WEDNESDAY, May 6 (HealthDay News) -- Positive results were seen with minimum interval vaccine scheduling during an outbreak of pertussis in Arizona, while recall systems appear to benefit influenza vaccination rates among high-risk children despite vaccine shortage in Colorado. These two studies are published in the May issue of the Archives of Pediatrics & Adolescent Medicine.
In one study, Daniel Bronson-Lowe, Ph.D., formerly of the Arizona Department of Health Services in Phoenix, and a colleague studied 45,129 children who received their first diphtheria and tetanus toxoids and acellular pertussis (DTaP) vaccination during a statewide pertussis outbreak. Compared to children who received vaccinations on a standard schedule, the researchers found that those on the minimum interval schedule were more likely to receive three doses of DTaP, three doses of inactivated polio vaccine, and three doses of pneumococcal conjugate vaccine.

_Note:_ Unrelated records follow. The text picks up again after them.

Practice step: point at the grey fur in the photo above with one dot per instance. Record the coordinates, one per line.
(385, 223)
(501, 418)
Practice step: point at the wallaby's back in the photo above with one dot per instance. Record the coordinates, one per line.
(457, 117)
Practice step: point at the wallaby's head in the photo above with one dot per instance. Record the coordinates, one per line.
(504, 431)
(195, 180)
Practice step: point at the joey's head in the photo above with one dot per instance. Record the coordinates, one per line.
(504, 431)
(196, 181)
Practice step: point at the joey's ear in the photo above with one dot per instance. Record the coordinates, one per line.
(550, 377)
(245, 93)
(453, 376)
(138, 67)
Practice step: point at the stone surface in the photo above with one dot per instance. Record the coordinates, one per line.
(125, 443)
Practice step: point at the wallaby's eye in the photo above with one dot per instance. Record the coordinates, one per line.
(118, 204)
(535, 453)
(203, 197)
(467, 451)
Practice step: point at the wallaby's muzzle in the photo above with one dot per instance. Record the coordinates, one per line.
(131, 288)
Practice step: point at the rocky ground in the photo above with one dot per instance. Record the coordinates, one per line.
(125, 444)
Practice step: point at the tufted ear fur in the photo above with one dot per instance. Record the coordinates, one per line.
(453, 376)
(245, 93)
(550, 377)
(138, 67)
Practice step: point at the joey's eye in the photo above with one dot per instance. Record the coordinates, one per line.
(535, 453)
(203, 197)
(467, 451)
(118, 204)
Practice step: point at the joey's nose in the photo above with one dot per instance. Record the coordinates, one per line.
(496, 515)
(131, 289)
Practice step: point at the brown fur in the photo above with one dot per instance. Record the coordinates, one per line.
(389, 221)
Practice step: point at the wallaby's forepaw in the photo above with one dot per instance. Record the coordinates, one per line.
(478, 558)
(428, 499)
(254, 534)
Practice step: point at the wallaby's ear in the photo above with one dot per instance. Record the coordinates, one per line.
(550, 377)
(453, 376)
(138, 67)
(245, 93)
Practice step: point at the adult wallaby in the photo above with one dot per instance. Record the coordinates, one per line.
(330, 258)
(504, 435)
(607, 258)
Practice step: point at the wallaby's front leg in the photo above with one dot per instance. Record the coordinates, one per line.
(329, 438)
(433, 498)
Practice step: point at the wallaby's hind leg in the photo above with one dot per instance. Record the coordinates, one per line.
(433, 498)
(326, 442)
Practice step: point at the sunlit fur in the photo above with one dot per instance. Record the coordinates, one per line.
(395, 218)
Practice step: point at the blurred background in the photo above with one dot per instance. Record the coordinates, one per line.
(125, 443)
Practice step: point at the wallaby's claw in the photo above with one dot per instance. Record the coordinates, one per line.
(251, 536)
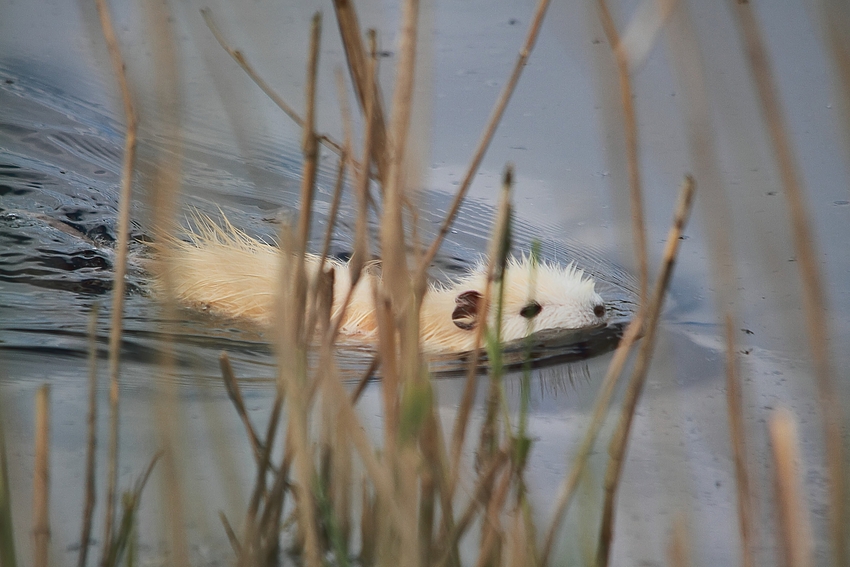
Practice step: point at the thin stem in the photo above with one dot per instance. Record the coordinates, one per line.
(814, 300)
(123, 230)
(619, 441)
(486, 138)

In a second study, Mandy A. Allison, M.D., of the University of Colorado in Denver, and colleagues studied influenza vaccination rates in pediatric practices with a system to identify and recall children with high-risk conditions. They found that rates of influenza vaccination among 1,166 children with high-risk conditions did not significantly decline between vaccine non-shortage and shortage seasons (66 and 62.3 percent, respectively).

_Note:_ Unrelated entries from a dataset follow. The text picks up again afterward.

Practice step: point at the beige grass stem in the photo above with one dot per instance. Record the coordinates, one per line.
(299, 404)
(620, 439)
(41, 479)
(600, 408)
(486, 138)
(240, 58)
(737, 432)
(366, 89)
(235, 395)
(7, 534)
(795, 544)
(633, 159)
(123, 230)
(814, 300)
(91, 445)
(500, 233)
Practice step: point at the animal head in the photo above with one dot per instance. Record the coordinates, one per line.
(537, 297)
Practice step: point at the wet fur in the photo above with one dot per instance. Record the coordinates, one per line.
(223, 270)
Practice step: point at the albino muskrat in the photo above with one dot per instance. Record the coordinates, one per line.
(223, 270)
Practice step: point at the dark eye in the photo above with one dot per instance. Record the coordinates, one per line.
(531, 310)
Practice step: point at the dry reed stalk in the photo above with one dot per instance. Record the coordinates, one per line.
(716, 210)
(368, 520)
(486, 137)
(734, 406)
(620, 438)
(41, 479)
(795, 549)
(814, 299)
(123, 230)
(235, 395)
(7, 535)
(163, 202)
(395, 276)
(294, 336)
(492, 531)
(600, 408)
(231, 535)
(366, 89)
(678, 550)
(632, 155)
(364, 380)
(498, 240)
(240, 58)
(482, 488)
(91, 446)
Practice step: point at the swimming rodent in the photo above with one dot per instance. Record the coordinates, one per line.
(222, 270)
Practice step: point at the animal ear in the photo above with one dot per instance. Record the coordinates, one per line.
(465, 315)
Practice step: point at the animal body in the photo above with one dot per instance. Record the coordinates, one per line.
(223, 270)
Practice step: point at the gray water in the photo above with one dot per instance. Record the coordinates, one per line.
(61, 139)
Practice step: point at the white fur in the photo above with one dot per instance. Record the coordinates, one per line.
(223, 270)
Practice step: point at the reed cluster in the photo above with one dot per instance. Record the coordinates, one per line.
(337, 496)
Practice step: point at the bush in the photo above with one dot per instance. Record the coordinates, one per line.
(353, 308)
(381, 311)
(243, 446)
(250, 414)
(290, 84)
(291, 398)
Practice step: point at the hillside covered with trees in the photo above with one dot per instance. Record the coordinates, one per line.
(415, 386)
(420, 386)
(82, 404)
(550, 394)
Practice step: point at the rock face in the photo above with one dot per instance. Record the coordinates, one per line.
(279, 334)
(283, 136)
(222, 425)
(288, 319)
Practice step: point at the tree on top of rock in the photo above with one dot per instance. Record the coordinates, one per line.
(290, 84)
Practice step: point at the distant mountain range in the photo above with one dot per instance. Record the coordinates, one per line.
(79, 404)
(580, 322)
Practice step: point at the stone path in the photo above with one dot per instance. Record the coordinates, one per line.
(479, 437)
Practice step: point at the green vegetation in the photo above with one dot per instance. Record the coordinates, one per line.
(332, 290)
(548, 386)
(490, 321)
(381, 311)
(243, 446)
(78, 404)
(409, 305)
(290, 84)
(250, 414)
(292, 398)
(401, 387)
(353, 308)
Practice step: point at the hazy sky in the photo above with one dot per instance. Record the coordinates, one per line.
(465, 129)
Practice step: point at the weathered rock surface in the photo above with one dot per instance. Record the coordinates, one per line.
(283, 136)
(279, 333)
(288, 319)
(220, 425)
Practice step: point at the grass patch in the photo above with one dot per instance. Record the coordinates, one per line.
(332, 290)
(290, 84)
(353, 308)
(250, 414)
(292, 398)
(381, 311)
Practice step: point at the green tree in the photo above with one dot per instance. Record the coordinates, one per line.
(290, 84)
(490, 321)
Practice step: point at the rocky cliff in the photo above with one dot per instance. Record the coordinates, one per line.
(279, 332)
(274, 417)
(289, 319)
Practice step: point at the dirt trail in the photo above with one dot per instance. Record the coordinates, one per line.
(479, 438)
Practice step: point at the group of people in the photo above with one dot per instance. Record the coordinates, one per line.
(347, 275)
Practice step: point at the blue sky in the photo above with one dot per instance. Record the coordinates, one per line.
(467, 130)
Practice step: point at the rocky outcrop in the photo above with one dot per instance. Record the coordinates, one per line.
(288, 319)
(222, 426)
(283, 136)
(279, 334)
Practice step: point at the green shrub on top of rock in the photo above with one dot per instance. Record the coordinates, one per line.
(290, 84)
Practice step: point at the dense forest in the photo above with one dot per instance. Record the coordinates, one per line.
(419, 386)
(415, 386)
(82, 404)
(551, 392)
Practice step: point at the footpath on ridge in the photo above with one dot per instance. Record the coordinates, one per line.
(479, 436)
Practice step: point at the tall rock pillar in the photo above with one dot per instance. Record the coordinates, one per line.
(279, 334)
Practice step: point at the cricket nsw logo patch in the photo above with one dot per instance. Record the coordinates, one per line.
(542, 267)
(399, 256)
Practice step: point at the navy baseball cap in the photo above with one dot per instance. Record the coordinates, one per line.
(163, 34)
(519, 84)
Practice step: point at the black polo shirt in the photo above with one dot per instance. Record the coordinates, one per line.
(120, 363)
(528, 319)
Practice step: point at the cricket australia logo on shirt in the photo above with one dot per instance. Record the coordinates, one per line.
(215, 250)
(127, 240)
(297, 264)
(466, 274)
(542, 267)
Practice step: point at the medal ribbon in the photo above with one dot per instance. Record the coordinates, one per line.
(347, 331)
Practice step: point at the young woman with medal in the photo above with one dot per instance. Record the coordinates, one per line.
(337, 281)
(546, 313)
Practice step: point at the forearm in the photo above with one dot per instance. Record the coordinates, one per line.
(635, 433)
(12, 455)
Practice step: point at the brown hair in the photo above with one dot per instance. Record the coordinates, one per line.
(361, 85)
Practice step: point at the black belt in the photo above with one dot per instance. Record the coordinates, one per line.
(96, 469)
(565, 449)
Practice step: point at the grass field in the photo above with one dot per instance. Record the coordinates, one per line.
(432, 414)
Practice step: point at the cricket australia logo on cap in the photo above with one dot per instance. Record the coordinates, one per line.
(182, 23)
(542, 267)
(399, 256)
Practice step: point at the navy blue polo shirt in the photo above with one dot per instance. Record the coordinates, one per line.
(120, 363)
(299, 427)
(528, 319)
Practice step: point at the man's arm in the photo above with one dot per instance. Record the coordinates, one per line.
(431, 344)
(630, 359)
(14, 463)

"An electronic billing database or an electronic medical record is an important tool to efficiently identify and quantify children with high-risk conditions in a practice," Allison and colleagues write. "Pediatric practices with a system to identify and recall children with high-risk conditions can target these children for receipt of the influenza vaccine and maintain high vaccination coverage, despite a vaccine shortage that may result in decreased vaccine coverage in healthy children."